Kisah yang sama juga sesuai dengan catatan kekeringan dan gempa bumi yang dapat ditafsirkan sebagai pendukung ayat-ayat dalam Alkitab.


Ilmuwan yang melakukan penelitian terhadap sampel lumpur purba yang diambil dari dasar Laut Mati memperingatkan, situasi politik yang tidak stabil di kawasan Timur Tengah bisa semakin parah dengan berkurangnya sumber air. Penurunan pasokan air sendiri ditunjukkan oleh studi yang mereka lakukan.
Dalam studinya, peneliti menggali hingga kedalaman sekitar 275 meter di tengah-tengah cekungan berlumpur di Laut Mati.
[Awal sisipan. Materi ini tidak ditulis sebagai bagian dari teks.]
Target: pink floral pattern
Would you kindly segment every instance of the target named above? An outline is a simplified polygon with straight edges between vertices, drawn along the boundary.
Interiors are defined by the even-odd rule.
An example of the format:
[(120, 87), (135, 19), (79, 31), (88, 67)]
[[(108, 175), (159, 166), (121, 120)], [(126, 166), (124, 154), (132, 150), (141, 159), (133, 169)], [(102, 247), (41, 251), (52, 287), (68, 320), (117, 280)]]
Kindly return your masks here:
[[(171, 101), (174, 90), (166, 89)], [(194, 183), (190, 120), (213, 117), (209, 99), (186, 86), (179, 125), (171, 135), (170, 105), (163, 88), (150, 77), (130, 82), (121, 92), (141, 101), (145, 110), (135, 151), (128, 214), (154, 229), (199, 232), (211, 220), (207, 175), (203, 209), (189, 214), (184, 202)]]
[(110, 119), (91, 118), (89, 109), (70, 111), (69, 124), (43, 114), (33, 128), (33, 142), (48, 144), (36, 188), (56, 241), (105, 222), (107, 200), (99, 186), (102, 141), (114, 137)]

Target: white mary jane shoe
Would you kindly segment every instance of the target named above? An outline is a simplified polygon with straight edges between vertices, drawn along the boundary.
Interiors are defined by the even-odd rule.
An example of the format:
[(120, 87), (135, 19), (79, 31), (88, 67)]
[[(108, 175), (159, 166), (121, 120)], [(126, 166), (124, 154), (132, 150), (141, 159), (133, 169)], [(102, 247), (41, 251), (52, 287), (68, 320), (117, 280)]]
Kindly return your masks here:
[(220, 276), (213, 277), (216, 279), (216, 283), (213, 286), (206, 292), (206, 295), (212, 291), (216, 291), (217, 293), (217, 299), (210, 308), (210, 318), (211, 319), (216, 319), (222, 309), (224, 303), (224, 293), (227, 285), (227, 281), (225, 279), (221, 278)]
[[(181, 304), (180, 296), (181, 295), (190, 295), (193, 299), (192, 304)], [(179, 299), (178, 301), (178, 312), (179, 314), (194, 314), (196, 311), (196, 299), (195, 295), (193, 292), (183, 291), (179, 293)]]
Dari rekaman yang disimpan oleh sampel sedimen di sana hingga 200 ribu tahun terakhir, diketahui bahwa di masa lalu danau raksasa itu pernah mengering.

Artinya, pengambilan air dari sungai-sungai yang bermuara di Laut Mati akan menyebabkan pengeringan Laut Mati dan konflik antara Israel dengan tetangganya menjadi tak terhindarkan. “Laut Mati sudah mulai mengering karena manusia mengambil terlalu banyak air yang akan mengalir ke sana. Dari bukti-bukti yang kami dapat, Laut Mati sendiri pernah kering meski tanpa intervensi manusia,” kata Steven Goldstein, peneliti dari Lamont-Doherty Earth Observatory, Columbia University, Amerika Serikat.

“Dalam kondisi seperti ini, Laut Mati akan kembali kering dalam waktu dekat. “Ini merupakan kondisi yang harus kita pikirkan,” ucapnya.

Saat ini, kata Goldstein, praktis tidak ada air segar yang masuk ke Laut Mati. Seluruh air yang ada di lembah tersebut sudah digunakan dan itu hanya merupakan sebagian masalah. “Menggunakan model pemanasan global, kita bisa melihat bahwa air yang mengalir lewat sungai dan digunakan manusia, tidak akan kembali lagi ke sungai,” ucapnya.

Air sendiri merupakan faktor yang sangat menentukan dalam stabilitas politik di kawasan Timur Tengah. Penemuan bahwa Laut Hitam pernah benar-benar kering pada periode sekitar 125 ribu tahun lalu mengindikasikan bahwa kawasan itu jauh lebih rentan terhadap kekeringan dahsyat dibandingkan dengan perkiraan sebelumnya.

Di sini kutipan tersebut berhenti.